Moderate or severe MR is a strong independent predictor of late mortality in LEF-LG patients undergoing TAVI. However, LEF-LG patients assigned to medical therapy have a dismal prognosis independent of MR severity suggesting that TAVI should not be withheld from symptomatic patients with LEF-LG severe aortic stenosis even in the presence of moderate or severe MR.

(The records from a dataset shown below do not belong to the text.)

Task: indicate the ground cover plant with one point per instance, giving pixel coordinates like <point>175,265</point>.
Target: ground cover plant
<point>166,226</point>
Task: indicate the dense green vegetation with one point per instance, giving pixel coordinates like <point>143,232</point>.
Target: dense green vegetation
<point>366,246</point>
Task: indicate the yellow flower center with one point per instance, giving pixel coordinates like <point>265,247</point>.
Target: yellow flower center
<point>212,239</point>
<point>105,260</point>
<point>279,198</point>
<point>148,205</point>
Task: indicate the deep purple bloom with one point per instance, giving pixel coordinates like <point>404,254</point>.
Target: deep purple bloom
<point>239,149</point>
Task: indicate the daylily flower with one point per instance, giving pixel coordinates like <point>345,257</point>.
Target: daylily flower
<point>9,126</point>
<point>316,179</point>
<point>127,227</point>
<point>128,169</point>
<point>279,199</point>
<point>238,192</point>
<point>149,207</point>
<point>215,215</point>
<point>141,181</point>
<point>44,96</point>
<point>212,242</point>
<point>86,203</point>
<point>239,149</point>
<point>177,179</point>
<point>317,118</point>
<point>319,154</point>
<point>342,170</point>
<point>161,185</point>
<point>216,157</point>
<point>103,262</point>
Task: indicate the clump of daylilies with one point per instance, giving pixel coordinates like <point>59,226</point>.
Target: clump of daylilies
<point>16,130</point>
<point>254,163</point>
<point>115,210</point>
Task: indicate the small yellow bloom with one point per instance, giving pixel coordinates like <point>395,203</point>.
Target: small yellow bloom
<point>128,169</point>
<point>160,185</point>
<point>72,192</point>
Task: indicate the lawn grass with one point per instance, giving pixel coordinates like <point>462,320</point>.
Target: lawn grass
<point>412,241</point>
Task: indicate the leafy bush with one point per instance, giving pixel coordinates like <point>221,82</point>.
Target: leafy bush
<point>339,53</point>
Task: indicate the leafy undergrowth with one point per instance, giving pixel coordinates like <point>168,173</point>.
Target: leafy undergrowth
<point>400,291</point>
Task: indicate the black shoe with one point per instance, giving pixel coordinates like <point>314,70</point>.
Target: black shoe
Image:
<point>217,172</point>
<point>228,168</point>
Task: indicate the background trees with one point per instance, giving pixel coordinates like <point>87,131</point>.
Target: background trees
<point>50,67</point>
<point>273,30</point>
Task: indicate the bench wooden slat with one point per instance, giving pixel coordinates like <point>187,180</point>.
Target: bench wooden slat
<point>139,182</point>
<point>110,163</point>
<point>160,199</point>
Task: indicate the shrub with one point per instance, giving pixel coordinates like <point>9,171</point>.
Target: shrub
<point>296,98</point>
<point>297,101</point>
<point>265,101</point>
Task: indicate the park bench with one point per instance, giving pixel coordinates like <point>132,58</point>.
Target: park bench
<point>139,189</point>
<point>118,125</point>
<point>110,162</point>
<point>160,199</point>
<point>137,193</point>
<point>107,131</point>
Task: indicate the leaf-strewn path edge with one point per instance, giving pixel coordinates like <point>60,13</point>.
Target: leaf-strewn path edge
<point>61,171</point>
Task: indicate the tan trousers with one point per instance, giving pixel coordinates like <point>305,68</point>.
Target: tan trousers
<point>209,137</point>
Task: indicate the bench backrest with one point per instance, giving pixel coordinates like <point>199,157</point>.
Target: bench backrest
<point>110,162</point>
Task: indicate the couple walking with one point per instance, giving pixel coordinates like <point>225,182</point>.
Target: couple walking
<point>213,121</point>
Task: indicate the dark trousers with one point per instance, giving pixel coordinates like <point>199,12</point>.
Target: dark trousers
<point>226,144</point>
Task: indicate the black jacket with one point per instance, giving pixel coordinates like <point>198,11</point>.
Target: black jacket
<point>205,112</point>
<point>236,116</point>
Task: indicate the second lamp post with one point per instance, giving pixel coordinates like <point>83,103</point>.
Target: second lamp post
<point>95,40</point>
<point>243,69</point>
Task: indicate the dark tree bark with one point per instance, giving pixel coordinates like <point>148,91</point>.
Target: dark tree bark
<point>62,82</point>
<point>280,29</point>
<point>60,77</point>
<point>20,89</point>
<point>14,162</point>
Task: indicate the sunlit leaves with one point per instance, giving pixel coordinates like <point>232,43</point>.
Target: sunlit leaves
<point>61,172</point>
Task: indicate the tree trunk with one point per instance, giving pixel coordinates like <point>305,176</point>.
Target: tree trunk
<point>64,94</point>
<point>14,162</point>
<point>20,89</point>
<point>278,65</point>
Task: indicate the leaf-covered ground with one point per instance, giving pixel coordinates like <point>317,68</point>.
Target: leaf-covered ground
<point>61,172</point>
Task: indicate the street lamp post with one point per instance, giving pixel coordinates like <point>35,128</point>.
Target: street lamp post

在接受经导管主动脉瓣植入术(TAVI)的患者中,高达六分之一的患者存在低射血分数、低跨瓣压差(LEF-LG)的重度主动脉瓣狭窄,且这些患者中有30%至55%伴有相关的二尖瓣反流(MR)。MR对接受TAVI的LEF-LG患者临床结局的影响尚不清楚。
在连续606例接受TAVI的患者中,分析了113例(18.7%)LEF-LG重度主动脉瓣狭窄患者(平均跨瓣压差≤40 mmHg,主动脉瓣面积<1.0 cm²,左心室射血分数<50%)。LEF-LG患者被分为轻度MR组(n = 52)和中度及以上MR组(n = 61)。主要终点是1年时的全因死亡率。30天时未观察到死亡率差异(P = 0.76)。1年时,与轻度MR组的LEF-LG患者相比,中度及以上MR组的LEF-LG患者全因死亡率调整后高出3倍(11.5%对38.1%;调整后风险比,3.27 [95%置信区间,1.31 - 8.15];P = 0.011)。死亡率主要由心源性死亡驱动(调整后风险比,4.62;P = 0.005)。与接受药物治疗的中度及以上MR组的LEF-LG患者相比,接受TAVI的中度及以上MR组的LEF-LG患者1年时全因死亡率显著更低(风险比,0.38;95%置信区间,0.019 - 0.75)。
中度或重度MR是接受TAVI的LEF-LG患者晚期死亡的有力独立预测因素。然而,接受药物治疗的LEF-LG患者预后不佳,与MR严重程度无关,这表明即使存在中度或重度MR,对于有症状的LEF-LG重度主动脉瓣狭窄患者也不应拒绝行TAVI。